Mobilização em cenário de ausência

Direita testa força nas ruas sem Bolsonaro e aposta em novo fôlego político
© https://x.com/meioindep/

Por ordem do ministro Alexandre de Moraes, Bolsonaro está proibido de sair de casa nos finais de semana e cumpre toque de recolher noturno. Em São Paulo, a manifestação na avenida Paulista deve reunir o maior público, mas sem a presença de Tarcísio de Freitas, principal aliado no Estado, que estará em procedimento médico.

Organizado pelo pastor Silas Malafaia, o ato seguirá o formato de eventos anteriores, com discursos de parlamentares como Gustavo Gayer, Nikolas Ferreira e Sóstenes Cavalcante. A ausência de governadores contrasta com abril deste ano, quando sete deles participaram ao lado de Bolsonaro em São Paulo.

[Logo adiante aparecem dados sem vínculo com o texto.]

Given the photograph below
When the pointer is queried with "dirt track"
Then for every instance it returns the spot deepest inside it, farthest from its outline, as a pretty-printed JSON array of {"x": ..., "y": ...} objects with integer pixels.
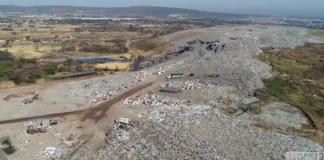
[{"x": 93, "y": 113}]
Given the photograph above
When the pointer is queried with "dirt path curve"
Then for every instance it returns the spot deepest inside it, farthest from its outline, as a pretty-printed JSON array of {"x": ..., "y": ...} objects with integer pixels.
[{"x": 93, "y": 113}]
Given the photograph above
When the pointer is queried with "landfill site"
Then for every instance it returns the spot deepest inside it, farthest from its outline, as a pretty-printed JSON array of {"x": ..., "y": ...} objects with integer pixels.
[{"x": 201, "y": 101}]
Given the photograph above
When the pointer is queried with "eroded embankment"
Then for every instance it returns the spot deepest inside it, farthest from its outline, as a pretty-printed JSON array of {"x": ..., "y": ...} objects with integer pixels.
[{"x": 298, "y": 80}]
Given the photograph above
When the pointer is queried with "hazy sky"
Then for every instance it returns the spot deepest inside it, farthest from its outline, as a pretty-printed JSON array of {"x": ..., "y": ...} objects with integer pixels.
[{"x": 270, "y": 7}]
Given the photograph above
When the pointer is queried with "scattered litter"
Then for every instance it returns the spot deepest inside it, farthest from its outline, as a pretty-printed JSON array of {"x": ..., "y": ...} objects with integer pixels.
[{"x": 51, "y": 153}]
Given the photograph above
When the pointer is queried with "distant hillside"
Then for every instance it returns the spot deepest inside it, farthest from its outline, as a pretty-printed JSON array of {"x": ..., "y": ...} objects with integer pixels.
[{"x": 137, "y": 11}]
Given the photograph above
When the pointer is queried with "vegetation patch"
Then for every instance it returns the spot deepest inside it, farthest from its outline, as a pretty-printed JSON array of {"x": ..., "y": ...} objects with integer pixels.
[
  {"x": 20, "y": 70},
  {"x": 299, "y": 79}
]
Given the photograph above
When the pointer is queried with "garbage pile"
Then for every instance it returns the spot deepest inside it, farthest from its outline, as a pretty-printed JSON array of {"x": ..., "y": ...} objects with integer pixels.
[
  {"x": 52, "y": 153},
  {"x": 123, "y": 128},
  {"x": 6, "y": 145}
]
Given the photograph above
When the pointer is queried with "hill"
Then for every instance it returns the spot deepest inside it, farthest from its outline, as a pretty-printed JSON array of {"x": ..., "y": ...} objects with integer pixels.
[{"x": 135, "y": 11}]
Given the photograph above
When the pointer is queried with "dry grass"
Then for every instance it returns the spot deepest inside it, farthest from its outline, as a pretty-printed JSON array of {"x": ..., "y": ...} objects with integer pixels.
[
  {"x": 303, "y": 84},
  {"x": 30, "y": 51}
]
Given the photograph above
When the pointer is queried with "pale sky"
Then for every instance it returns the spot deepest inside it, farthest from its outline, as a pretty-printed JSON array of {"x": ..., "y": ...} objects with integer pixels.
[{"x": 268, "y": 7}]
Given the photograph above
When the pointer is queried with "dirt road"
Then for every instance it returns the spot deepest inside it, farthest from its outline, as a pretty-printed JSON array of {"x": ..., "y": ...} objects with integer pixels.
[{"x": 93, "y": 113}]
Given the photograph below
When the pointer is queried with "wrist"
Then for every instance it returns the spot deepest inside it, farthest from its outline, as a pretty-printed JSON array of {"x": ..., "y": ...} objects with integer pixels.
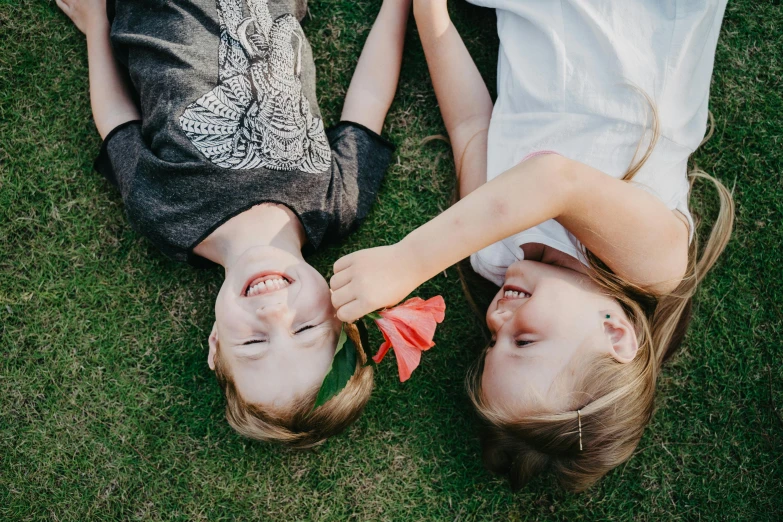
[{"x": 98, "y": 26}]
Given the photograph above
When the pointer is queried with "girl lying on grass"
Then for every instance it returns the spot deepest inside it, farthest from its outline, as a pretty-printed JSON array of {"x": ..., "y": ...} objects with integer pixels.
[
  {"x": 592, "y": 244},
  {"x": 213, "y": 136}
]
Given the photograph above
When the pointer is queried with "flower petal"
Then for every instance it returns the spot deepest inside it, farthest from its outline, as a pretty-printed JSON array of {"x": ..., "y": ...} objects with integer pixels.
[
  {"x": 407, "y": 355},
  {"x": 378, "y": 357}
]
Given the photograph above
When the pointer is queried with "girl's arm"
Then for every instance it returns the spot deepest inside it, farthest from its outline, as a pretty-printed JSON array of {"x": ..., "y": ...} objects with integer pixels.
[
  {"x": 630, "y": 230},
  {"x": 375, "y": 79},
  {"x": 110, "y": 95},
  {"x": 462, "y": 95}
]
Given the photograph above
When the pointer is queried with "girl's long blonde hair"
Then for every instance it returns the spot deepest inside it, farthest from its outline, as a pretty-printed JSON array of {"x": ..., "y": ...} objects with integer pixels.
[{"x": 616, "y": 402}]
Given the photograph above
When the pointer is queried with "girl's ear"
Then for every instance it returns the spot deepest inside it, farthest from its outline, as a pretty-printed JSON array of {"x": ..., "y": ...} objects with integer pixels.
[
  {"x": 212, "y": 347},
  {"x": 621, "y": 336}
]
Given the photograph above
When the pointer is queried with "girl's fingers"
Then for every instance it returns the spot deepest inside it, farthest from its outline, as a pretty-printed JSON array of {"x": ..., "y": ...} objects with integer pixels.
[
  {"x": 350, "y": 312},
  {"x": 342, "y": 263},
  {"x": 340, "y": 280},
  {"x": 341, "y": 297}
]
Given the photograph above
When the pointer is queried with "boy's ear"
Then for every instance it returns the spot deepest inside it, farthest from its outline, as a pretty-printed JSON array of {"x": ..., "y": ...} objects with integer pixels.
[
  {"x": 622, "y": 338},
  {"x": 212, "y": 347}
]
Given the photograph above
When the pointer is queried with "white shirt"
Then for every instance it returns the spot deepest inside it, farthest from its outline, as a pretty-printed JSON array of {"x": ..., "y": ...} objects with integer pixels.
[{"x": 566, "y": 76}]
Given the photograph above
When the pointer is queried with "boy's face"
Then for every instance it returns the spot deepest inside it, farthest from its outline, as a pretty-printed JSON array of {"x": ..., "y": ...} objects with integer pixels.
[{"x": 276, "y": 327}]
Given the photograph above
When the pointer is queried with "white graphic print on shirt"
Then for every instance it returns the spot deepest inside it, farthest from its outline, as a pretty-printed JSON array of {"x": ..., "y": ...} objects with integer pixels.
[{"x": 257, "y": 116}]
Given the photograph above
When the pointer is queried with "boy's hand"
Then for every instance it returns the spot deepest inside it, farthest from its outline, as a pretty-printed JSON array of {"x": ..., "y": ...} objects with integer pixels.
[
  {"x": 370, "y": 279},
  {"x": 86, "y": 15}
]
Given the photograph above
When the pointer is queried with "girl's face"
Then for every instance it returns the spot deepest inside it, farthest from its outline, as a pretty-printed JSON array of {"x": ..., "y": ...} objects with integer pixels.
[{"x": 548, "y": 323}]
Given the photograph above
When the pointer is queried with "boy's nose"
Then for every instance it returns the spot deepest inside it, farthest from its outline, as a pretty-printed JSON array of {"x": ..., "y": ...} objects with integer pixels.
[{"x": 271, "y": 311}]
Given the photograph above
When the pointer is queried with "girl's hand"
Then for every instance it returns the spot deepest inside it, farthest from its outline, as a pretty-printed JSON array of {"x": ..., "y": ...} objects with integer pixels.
[
  {"x": 86, "y": 15},
  {"x": 370, "y": 279}
]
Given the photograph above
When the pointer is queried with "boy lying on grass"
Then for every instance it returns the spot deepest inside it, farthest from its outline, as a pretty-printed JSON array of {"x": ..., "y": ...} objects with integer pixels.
[{"x": 212, "y": 134}]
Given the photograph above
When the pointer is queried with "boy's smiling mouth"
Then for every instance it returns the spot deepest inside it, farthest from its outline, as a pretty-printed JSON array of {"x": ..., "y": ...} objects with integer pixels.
[{"x": 266, "y": 284}]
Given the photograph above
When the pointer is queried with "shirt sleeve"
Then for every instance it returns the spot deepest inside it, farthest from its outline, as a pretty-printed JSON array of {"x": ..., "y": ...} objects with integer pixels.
[
  {"x": 360, "y": 158},
  {"x": 119, "y": 156}
]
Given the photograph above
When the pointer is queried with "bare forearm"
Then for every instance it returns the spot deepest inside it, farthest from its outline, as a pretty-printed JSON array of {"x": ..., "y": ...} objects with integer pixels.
[
  {"x": 110, "y": 96},
  {"x": 463, "y": 98},
  {"x": 526, "y": 195},
  {"x": 375, "y": 79}
]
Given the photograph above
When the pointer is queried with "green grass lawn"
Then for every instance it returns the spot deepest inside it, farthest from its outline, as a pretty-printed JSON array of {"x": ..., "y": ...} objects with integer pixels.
[{"x": 109, "y": 412}]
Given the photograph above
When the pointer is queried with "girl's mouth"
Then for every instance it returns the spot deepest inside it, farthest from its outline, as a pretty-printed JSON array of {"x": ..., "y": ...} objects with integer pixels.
[
  {"x": 266, "y": 284},
  {"x": 514, "y": 292}
]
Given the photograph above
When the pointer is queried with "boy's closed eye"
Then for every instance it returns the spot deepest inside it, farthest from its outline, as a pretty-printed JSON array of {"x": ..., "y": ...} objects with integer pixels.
[{"x": 302, "y": 329}]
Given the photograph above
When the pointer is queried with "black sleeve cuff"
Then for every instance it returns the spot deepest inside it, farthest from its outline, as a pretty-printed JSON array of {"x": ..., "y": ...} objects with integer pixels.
[{"x": 334, "y": 129}]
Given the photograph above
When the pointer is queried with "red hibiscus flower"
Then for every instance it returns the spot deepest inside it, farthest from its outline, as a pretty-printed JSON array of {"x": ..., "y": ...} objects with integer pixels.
[{"x": 409, "y": 329}]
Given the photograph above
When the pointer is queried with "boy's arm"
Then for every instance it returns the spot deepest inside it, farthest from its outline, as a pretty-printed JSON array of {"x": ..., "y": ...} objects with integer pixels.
[
  {"x": 110, "y": 95},
  {"x": 463, "y": 98},
  {"x": 375, "y": 79}
]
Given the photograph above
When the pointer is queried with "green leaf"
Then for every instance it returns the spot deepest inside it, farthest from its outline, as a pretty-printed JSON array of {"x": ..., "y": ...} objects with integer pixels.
[{"x": 340, "y": 372}]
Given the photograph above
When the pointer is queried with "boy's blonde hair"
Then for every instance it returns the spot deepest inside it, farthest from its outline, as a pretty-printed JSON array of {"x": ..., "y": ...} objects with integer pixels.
[
  {"x": 616, "y": 402},
  {"x": 299, "y": 425}
]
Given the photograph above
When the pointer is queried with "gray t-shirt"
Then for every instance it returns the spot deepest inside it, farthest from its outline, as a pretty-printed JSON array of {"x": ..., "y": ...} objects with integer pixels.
[{"x": 230, "y": 120}]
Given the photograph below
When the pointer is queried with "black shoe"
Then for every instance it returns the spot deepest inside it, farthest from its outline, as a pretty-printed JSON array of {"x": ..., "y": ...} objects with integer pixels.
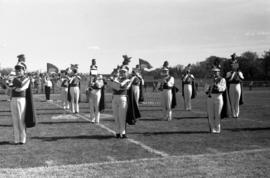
[{"x": 117, "y": 135}]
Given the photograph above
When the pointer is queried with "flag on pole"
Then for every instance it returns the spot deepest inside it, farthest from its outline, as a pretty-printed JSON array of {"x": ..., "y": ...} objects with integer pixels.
[
  {"x": 52, "y": 68},
  {"x": 144, "y": 64}
]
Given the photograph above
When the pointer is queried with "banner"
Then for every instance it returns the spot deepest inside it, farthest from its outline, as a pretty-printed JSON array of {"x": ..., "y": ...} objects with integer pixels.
[
  {"x": 51, "y": 68},
  {"x": 145, "y": 64}
]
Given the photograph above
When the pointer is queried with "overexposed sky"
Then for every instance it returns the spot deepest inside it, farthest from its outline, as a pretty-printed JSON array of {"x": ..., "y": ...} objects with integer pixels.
[{"x": 63, "y": 32}]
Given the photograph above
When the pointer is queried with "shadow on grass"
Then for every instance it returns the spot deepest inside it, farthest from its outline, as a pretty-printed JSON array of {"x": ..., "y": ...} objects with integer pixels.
[
  {"x": 170, "y": 133},
  {"x": 190, "y": 117},
  {"x": 95, "y": 137},
  {"x": 249, "y": 129},
  {"x": 64, "y": 122},
  {"x": 5, "y": 125},
  {"x": 6, "y": 143}
]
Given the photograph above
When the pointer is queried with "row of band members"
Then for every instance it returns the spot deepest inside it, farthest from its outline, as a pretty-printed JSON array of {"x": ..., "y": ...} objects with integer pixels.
[{"x": 126, "y": 99}]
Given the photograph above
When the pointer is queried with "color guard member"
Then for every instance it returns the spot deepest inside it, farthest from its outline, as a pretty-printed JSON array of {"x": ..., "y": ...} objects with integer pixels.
[
  {"x": 137, "y": 84},
  {"x": 234, "y": 81},
  {"x": 74, "y": 84},
  {"x": 188, "y": 88},
  {"x": 214, "y": 91},
  {"x": 120, "y": 102},
  {"x": 64, "y": 89},
  {"x": 18, "y": 102},
  {"x": 166, "y": 85},
  {"x": 96, "y": 91}
]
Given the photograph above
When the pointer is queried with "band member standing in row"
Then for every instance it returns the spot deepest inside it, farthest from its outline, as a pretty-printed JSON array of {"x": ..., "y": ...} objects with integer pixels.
[
  {"x": 214, "y": 91},
  {"x": 74, "y": 84},
  {"x": 96, "y": 90},
  {"x": 166, "y": 85},
  {"x": 19, "y": 101},
  {"x": 188, "y": 88},
  {"x": 234, "y": 80},
  {"x": 137, "y": 84},
  {"x": 120, "y": 103},
  {"x": 64, "y": 88},
  {"x": 48, "y": 86},
  {"x": 125, "y": 63}
]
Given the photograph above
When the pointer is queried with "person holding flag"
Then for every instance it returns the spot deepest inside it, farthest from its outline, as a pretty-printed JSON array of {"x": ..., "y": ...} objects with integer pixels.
[
  {"x": 64, "y": 88},
  {"x": 74, "y": 90},
  {"x": 21, "y": 105},
  {"x": 166, "y": 86},
  {"x": 137, "y": 84},
  {"x": 215, "y": 101},
  {"x": 234, "y": 81},
  {"x": 145, "y": 65},
  {"x": 96, "y": 93}
]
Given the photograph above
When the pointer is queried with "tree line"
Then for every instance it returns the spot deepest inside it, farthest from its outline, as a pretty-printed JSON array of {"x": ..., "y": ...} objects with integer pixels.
[{"x": 253, "y": 66}]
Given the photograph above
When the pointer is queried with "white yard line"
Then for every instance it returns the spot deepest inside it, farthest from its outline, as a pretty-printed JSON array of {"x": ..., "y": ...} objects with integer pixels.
[
  {"x": 198, "y": 156},
  {"x": 147, "y": 148}
]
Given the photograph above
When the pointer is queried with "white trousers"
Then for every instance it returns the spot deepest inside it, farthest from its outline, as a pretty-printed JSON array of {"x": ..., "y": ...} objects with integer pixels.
[
  {"x": 187, "y": 96},
  {"x": 64, "y": 94},
  {"x": 166, "y": 101},
  {"x": 17, "y": 106},
  {"x": 136, "y": 91},
  {"x": 74, "y": 93},
  {"x": 214, "y": 107},
  {"x": 94, "y": 99},
  {"x": 234, "y": 94},
  {"x": 119, "y": 106}
]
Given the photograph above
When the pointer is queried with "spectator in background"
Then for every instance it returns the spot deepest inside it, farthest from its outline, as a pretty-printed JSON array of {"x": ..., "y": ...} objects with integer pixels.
[
  {"x": 250, "y": 85},
  {"x": 48, "y": 86}
]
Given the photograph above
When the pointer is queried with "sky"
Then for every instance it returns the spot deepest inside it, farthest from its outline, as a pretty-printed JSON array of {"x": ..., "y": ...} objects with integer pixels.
[{"x": 65, "y": 32}]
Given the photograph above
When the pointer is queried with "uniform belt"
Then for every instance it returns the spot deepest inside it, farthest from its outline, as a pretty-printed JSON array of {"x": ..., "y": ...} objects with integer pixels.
[
  {"x": 119, "y": 95},
  {"x": 187, "y": 83}
]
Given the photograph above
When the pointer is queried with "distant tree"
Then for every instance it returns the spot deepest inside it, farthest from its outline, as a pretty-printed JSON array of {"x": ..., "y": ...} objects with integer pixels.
[
  {"x": 6, "y": 71},
  {"x": 266, "y": 64},
  {"x": 250, "y": 65}
]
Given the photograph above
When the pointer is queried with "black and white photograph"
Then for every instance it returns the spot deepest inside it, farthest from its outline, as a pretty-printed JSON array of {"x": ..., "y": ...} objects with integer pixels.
[{"x": 134, "y": 88}]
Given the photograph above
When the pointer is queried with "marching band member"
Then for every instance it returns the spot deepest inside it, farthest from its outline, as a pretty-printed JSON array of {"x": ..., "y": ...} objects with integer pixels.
[
  {"x": 20, "y": 105},
  {"x": 215, "y": 90},
  {"x": 188, "y": 88},
  {"x": 166, "y": 86},
  {"x": 74, "y": 89},
  {"x": 126, "y": 62},
  {"x": 137, "y": 84},
  {"x": 48, "y": 86},
  {"x": 234, "y": 80},
  {"x": 96, "y": 90},
  {"x": 64, "y": 88},
  {"x": 125, "y": 109}
]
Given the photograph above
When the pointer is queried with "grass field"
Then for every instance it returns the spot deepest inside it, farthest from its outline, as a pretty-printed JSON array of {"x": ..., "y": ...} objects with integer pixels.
[{"x": 66, "y": 145}]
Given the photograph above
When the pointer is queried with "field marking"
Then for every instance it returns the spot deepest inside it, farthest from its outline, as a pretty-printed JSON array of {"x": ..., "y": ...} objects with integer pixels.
[
  {"x": 147, "y": 148},
  {"x": 198, "y": 156}
]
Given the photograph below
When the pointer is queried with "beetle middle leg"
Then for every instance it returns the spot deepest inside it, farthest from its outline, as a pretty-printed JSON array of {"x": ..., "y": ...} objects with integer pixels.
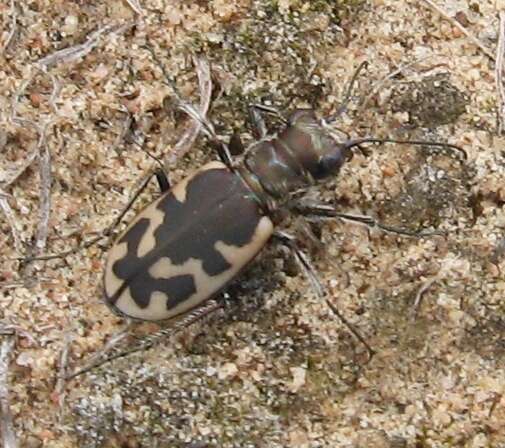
[
  {"x": 304, "y": 262},
  {"x": 328, "y": 211}
]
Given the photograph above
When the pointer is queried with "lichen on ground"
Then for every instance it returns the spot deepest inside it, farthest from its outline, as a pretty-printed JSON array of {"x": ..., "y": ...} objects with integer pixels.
[{"x": 277, "y": 368}]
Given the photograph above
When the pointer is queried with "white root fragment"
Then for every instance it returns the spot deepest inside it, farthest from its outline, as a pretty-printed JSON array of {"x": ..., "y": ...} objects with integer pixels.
[
  {"x": 500, "y": 54},
  {"x": 460, "y": 27},
  {"x": 6, "y": 420}
]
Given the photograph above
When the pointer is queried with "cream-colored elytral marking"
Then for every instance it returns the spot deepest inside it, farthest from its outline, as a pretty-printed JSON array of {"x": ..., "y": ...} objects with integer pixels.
[
  {"x": 180, "y": 190},
  {"x": 147, "y": 241},
  {"x": 112, "y": 283},
  {"x": 205, "y": 284}
]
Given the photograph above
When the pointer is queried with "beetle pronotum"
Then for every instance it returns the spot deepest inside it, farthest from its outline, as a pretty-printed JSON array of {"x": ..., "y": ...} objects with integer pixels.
[{"x": 187, "y": 245}]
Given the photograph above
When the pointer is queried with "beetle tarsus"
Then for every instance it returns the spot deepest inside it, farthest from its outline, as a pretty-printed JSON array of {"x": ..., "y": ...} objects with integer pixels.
[{"x": 303, "y": 260}]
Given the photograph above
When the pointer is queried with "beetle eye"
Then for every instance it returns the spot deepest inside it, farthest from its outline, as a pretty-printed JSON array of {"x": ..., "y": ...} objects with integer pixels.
[{"x": 330, "y": 164}]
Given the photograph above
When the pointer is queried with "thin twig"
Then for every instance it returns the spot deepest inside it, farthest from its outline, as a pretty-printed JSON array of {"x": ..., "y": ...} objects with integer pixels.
[
  {"x": 135, "y": 5},
  {"x": 77, "y": 51},
  {"x": 14, "y": 27},
  {"x": 187, "y": 140},
  {"x": 62, "y": 369},
  {"x": 379, "y": 84},
  {"x": 458, "y": 25},
  {"x": 422, "y": 290},
  {"x": 44, "y": 198},
  {"x": 500, "y": 54},
  {"x": 6, "y": 420},
  {"x": 12, "y": 221},
  {"x": 188, "y": 319}
]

Clima político e motivações dos atos

As manifestações acontecem poucos dias após o governo Donald Trump incluir Alexandre de Moraes na lista de sancionados pela Lei Magnitsky, decisão celebrada pela oposição no Brasil. As sanções servem de combustível político para os protestos, que pedem o impeachment de Moraes e do presidente Luiz Inácio Lula da Silva, além da aprovação da anistia a investigados pelos atos de 8 de Janeiro.

Diferentemente de eventos anteriores concentrados em uma única cidade, desta vez os atos ocorrem em pelo menos 13 Estados e no Distrito Federal, demonstrando uma tentativa de capilarizar o movimento e alcançar novos públicos.